Trump’s political instincts, as strong as they are in certain ways, may also be miscalibrated. Trump would hate to acknowledge it, but he got most of the breaks in the 2016 election. He ran against a highly unpopular opponent in Clinton and benefited from the Comey letter in the campaign’s final days. He won the Electoral College despite losing the popular vote — an advantage that may or may not carry over to 2020, depending on whether voters in the Midwest are willing to give him the benefit of the doubt again. Meanwhile, this year’s midterms — as well as the various congressional special elections that were contested this year and last year — were fought largely on red turf, especially in the Senate, where Trump may well have helped Republican candidates in states such as Indiana and North Dakota.
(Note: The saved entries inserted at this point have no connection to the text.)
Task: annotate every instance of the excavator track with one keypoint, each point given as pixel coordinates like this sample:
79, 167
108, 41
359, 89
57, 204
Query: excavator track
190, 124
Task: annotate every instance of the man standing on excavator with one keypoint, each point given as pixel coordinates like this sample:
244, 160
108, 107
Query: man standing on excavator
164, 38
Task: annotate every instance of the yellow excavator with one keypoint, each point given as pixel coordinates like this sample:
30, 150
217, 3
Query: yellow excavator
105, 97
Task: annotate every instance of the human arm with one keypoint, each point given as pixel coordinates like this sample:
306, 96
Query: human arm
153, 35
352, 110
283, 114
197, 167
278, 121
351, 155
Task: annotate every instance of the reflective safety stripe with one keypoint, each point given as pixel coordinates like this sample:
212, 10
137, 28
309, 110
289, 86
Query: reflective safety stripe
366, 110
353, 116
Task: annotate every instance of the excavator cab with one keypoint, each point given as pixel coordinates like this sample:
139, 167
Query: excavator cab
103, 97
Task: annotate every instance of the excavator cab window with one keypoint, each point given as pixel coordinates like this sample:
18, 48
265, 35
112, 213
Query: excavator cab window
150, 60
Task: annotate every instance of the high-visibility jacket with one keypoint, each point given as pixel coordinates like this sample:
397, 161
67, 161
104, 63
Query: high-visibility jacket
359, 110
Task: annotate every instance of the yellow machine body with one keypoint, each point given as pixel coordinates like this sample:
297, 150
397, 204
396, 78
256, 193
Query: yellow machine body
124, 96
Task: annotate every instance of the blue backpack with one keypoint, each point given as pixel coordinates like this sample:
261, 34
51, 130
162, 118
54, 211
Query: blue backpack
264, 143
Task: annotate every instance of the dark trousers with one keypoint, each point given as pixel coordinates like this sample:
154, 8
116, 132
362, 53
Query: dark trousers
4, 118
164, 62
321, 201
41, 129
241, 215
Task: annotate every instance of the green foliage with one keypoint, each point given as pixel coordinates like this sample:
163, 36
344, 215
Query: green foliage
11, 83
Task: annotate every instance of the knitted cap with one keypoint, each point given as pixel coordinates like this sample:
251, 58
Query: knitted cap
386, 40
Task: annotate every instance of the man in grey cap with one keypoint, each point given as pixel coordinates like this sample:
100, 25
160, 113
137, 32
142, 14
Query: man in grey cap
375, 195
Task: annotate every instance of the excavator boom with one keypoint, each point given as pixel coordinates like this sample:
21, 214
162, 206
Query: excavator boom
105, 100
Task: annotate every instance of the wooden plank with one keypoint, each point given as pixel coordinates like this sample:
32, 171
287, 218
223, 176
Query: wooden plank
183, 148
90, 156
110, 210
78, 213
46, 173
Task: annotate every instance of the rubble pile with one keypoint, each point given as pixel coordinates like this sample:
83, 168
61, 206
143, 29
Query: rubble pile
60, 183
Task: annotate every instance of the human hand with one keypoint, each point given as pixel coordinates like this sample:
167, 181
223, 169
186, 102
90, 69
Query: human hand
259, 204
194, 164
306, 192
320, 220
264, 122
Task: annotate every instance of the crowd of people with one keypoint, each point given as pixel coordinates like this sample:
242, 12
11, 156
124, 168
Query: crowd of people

The Republican play-to-the-base strategy was a disaster in the elections in Virginia in 2017 and in most swing states and suburban congressional districts this year, however.
At the least, odds are that Trump needs a course-correction, and it’s anyone’s guess as to whether he’ll be willing to take one. While there’s some speculation that Trump could move in a more bipartisan direction, that hasn’t really been apparent yet in his actions since the midterms, or at least not on a consistent basis. Instead, he’s spent the first fortnight after the midterms firing his attorney general, implying that Democrats were trying to steal elections in Florida, and bragging about how he’d give himself an A-plus rating as president. The next two years will less be a test of Trump’s willpower than one of his dexterity and even his humility — not qualities he’s been known to have in great measure….
Note…
Things COULD get so bad after Mueller does his throw down and Trump keeps doing stupid things that Trump could get primaried, forcing him to divert from a straight shot at Democrats come early 2020….
Maybe the guy will just give up and quit?